VI
Я не ставлю своей задачей исторический анализ формалистских школ и направлений (кубизма, дадаизма, лучизма и пр., и т. п.) Тем более я не могу в этой работе остановиться на анализе всевозможных модификаций формулы «искусство для искусства», под сень которой укрывались все ультра-буржуазные, разлагающиеся школы живописи, как русские, так и западно-европейские. Это большая отдельная тема.
Но я хочу привести некоторые документы социальной истории становления русского формализма. Эти немногочисленные выдержки, взятые мною из махрово-реакционного дореволюционного художественного журнала «Аполлон» (журнал эклектически отражал две тенденции дворянско-буржуазного изобразительного искусства: изломанность, гурманство, патологичность так называемых «декадентов» и нео-классические «петербургские» тенденции с их ставкой на «классический» застывший декоративизм, призванный возвеличивать рассыпающуюся храмину русского самодержавия). Сличение этих «аполлоновских» откровений с теми тенденциями, которые формалисты-теоретики протаскивали под «революционной» маркой после Октября, сразу вскрывает и по этой (теоретической) линии буржуазную, реакционную основу формализма. В этих высказываниях мы найдем новое подтверждение, новое доказательство абсолютно правильной оценки советской общественностью самого творчества формалистов, как творчества буржуазного.

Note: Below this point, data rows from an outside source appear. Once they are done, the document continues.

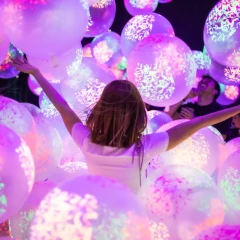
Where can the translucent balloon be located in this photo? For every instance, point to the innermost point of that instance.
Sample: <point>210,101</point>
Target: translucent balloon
<point>225,75</point>
<point>44,23</point>
<point>6,70</point>
<point>34,85</point>
<point>102,15</point>
<point>21,222</point>
<point>16,172</point>
<point>57,67</point>
<point>228,179</point>
<point>48,146</point>
<point>221,33</point>
<point>201,150</point>
<point>156,119</point>
<point>221,232</point>
<point>140,27</point>
<point>4,45</point>
<point>17,117</point>
<point>163,69</point>
<point>93,209</point>
<point>84,88</point>
<point>136,7</point>
<point>69,171</point>
<point>106,48</point>
<point>183,198</point>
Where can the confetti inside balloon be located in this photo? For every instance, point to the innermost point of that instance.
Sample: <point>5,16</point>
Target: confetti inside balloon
<point>16,173</point>
<point>183,198</point>
<point>225,75</point>
<point>6,70</point>
<point>44,23</point>
<point>21,221</point>
<point>89,212</point>
<point>101,17</point>
<point>140,27</point>
<point>163,69</point>
<point>136,7</point>
<point>221,33</point>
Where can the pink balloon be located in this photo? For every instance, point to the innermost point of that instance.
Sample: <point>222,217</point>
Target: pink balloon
<point>16,172</point>
<point>140,27</point>
<point>17,117</point>
<point>92,204</point>
<point>45,25</point>
<point>21,221</point>
<point>163,69</point>
<point>102,14</point>
<point>136,7</point>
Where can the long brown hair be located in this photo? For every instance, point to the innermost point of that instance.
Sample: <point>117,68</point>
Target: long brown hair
<point>119,117</point>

В № 4–5 «Аполлона» за 1916 г. помещена статья Н. Пунина под названием «Рисунки нескольких молодых». В этой статье мы сталкиваемся с положениями, служащими явным прообразом пунинских деклараций в качестве представителя Наркомпроса (в 1919–1920 гг.) и позиций «ультра-революционных», «пролетарских» органов — «Искусство коммуны» и «Изобразительное искусство». Именно с этой стороны нас и интересуют эти высказывания. Установление идентичности этих теоретических рассуждений, их последовательности, как звеньев одной цепи (от махрово-буржуазно-дворянского мистического «Аполлона» до формалистско-буржуазного засилья в первые годы военного коммунизма) — ярко раскрывает их истинную классовую природу.
«Мир перестал быть мимолетным видением (я говорю пока о французских художниках), — пишет Лунин, — солнце перестало быть богом, как это утверждал Тернер, ни мгновение, ни воздух не играют больше никакой или почти никакой роли. Реальность, но не та, что существует лишь как видимость, реальность, как становление, как нечто познаваемое всеми силами нашего организма, — вот что считаю я содержанием нового искусства. И я бы расширил это содержание до тех границ, где сотворенный мир, переставая удовлетворять вкус художника, уступает свое место созданной, не повторенной, не скопированной с природы, вещи, но для этого, кажется, не на стал час…».
В этом положении с достаточной четкостью отражены тенденции конечного загнивания буржуазного искусства, безвыходности, тупика. Тенденции эти своеобразно преломлены через призму растерянности, неудовлетворенности мелко-буржуазного теоретика, ищущего какого-нибудь выхода из этого тупика, но, естественно, его не находящего, ибо для этого теоретика классовый, социальный подход к явлениям искусства — книга за семью печатями. Не только понять, но хотя бы почувствовать, что на смену дотлевающему буржуазно-дворянскому искусству придет искусство нового, молодого здорового класса — ему, конечно, не дано. И теоретик, покорно бредя на поводу запросов, идущих от упадочных, растерявших всякий идейный багаж, декоративных, модернистских, символистских, патологических, или наслажденчески пассивно-созерцательных групп и направлений буржуазного искусства, направлений, отражающих уже полную невозможность какого-нибудь понимания, осмысления действительности (грозный для буржуазно-дворянской России 1916 г.), — создает теорию (вернее — заимствует ее у Запада) неглижирования, неприятия действительности отрицания ее, как неудовлетворяющей «вкус художника», устанавливает примат созданной субъективным произволом художника вещи над живой действительностью. Это, конечно, не ново. Это модификация формулы «искусство для искусства», имевшей в течение всего начала XX века столь широкое хождение у наших «декадентов». Тенденции эти особенно усилились в эпоху 1905 г. и вполне закономерно возродились в предреволюционный 1916 г., являясь тихой гаванью для укрывающихся от общественных, революционных бурь буржуазных интеллигентов.